Monday, April 29, 2013
Adam Nussbaum, George Kontrafouris and Jiannis Pavlidis Trio
Before considering the music here it is significant to gain insight into the pedigree of the musicians involved. Adam Nussbaum may be a familiar name amongst those who value their jazz drummers. In 1978 he joined Dave Liebeman’s quintet and toured Europe with John Schofield. He formed a renowned trio with Steve Swallow and John Schofield, and, in 1983, became a component of the Gil Evans Orchestra, and found himself playing alongside the legendary Stan Getz. Over the years his name has been associated with the great and the good in jazz, notably Gary Burton, Toots Thielemans, Michael Brecker, the Carla Bley Big Band, John Abercrombie, Sonny Rollins, Art Pepper and Kenny Wheeler. Born in Athens, Greece in 1967, Giorgos Kontrafouris studied classical piano before turning his interest towards jazz at the age of 16. He has performed piano and organ with such luminaries as Arild Andersen, Andy Sheppard, Marcus Stockhausen and Bob Brozman. Swedish born guitarist Jiannis Pavlidis started professional work in 1983 and has made numerous live appearances around England, Greece, Cyprus, Sweden, Serbia and the USA with, amongst others, David Liebman and Adam Nussbaum. He currently teaches at the Leeds College of Music and Leeds Metropolitan University.

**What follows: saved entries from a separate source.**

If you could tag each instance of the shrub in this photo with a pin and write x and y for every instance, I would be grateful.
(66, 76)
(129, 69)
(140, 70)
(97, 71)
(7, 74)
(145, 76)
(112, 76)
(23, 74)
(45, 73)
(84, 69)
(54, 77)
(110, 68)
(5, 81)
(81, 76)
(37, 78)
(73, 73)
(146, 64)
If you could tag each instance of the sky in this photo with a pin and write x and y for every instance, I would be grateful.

The trio have been touring since 2007 and in 2011 decided to record their first album. The three tracks available for review, all compositions by Jiannis Pavlidis, show a subtle grasp of arrangement that infuse these compositions with sophistication and depth, and, arguably that most elusive of elements, swing. The first piece “Counter Fury” opens seductively before the introductory motif guides the tune through a number of opulently charming solos. The pace moves between urgent and comfortable and lends the piece charisma and grace. “Sco Away” is an altogether more relaxed affair reminiscent, as suggested in the title, of John Schofield’s playing at his more pensive. As the arrangement progresses the tempo remains peaceful whilst the intensity of the soloing increases to bring to mind Schofield’s playing in the Miles Davis band. “Brother Charles” is more upbeat in character, but still retains the charm of the previous pieces. The production is tight and crisp and is the perfect platform to display each element of this trio at an equal level. The playing is indicative of three musicians who have a wealth of experience between them that is used to bring empathy to the performances, and which promise much for a full length release and live shows to come.